10:35 < Kristien> Can a class contain classes?
10:35 < Kristien> m: class A { class B { } }; say A.new.B.new
10:35 <+camelia> rakudo-moar 114659: OUTPUT«No such method 'B' for invocant of 
                 type 'A'␤  in block <unit> at /tmp/g81K8fr9eY:1␤␤»
10:35 < Kristien> :(
10:36 < raydiak> m: class A { class B { } }; say A::B.new
10:36 <+camelia> rakudo-moar 114659: OUTPUT«B.new()␤»

Yesterday and today I spent some time teaching this IRC bot to not only run the code, but optionally also run it through a profiler, to make it possible to determine where the virtual machine spends its time running the code. an example:

12:21 < moritz> prof-m: Date.today for ^100; say "done"
12:21 <+camelia> prof-m 9fc66c: OUTPUT«done␤»
12:21 <+camelia> .. Prof: http://p.p6c.org/453bbe

The Rakudo Perl 6 Compiler on the MoarVM backend has a profile, which produces a fancy HTML + Javascript page, and this is what is done.

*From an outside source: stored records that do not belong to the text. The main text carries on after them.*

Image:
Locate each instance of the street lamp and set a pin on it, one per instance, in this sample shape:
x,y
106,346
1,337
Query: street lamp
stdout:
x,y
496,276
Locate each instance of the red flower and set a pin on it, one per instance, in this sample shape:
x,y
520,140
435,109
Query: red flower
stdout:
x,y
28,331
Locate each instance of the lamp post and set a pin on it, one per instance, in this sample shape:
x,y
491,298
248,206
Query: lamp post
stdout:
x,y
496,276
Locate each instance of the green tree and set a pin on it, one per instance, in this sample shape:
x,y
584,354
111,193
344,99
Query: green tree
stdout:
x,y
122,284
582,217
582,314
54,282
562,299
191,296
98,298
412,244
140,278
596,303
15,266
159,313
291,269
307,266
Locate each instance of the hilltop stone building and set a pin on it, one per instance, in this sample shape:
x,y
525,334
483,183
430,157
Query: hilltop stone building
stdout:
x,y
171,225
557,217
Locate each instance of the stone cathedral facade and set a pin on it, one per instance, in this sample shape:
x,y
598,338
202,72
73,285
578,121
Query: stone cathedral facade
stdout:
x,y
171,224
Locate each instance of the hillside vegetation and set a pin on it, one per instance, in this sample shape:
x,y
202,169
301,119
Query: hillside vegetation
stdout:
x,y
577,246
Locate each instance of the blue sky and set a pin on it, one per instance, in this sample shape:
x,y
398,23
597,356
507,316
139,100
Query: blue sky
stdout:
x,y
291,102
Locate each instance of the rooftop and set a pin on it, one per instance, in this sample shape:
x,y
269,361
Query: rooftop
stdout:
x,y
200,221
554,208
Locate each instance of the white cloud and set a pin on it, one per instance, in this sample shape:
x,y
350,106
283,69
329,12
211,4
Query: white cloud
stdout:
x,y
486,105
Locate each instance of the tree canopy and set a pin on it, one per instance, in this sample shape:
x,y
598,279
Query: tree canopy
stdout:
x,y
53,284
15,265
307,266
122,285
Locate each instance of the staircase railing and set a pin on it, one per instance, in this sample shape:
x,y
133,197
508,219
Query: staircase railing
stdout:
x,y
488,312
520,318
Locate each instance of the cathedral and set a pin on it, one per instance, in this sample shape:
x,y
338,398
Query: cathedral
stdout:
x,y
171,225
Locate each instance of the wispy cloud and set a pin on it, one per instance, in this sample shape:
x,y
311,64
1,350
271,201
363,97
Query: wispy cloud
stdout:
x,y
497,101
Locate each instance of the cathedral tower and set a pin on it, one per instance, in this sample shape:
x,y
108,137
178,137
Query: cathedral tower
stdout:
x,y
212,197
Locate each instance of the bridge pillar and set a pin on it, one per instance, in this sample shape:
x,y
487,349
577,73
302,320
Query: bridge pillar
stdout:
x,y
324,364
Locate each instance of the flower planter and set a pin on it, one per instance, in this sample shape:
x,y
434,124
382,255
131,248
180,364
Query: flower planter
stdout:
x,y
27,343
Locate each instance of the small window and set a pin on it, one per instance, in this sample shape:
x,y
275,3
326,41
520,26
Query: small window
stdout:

It is automatically uploaded to a webserver, producing this profile.

Under the hood, it started with a patch that makes it possible to specify the output filename for a profile run, and another one to clear up the fallout from the previous patch.

Then came the bigger part: setting up the Apache virtual host that serves the web files, including a restricted user that only allows up- and downloads via scp. Since the IRC bot can execute arbitrary code, it is very likely that an attacker can steal the private SSH keys used for authentication against the webserver. So it is essential that if those keys are stolen, the attacker can't do much more than uploading more files.

I used rssh for this. It is the login shell for the upload user, and configured to only allow scp. Since I didn't want the attacker to be able to modify the authorized_keys file, I configured rssh to use a chroot below the home directory (which sadly in turn requires a setuid-root wrapper around chroot, because ordinary users can't execute it. Well, nothing is perfect).

Some more patching and debugging later, the bot was ready.

The whole thing feels a bit bolted on; if usage warrants it, I'll see if I can make the code a bit prettier.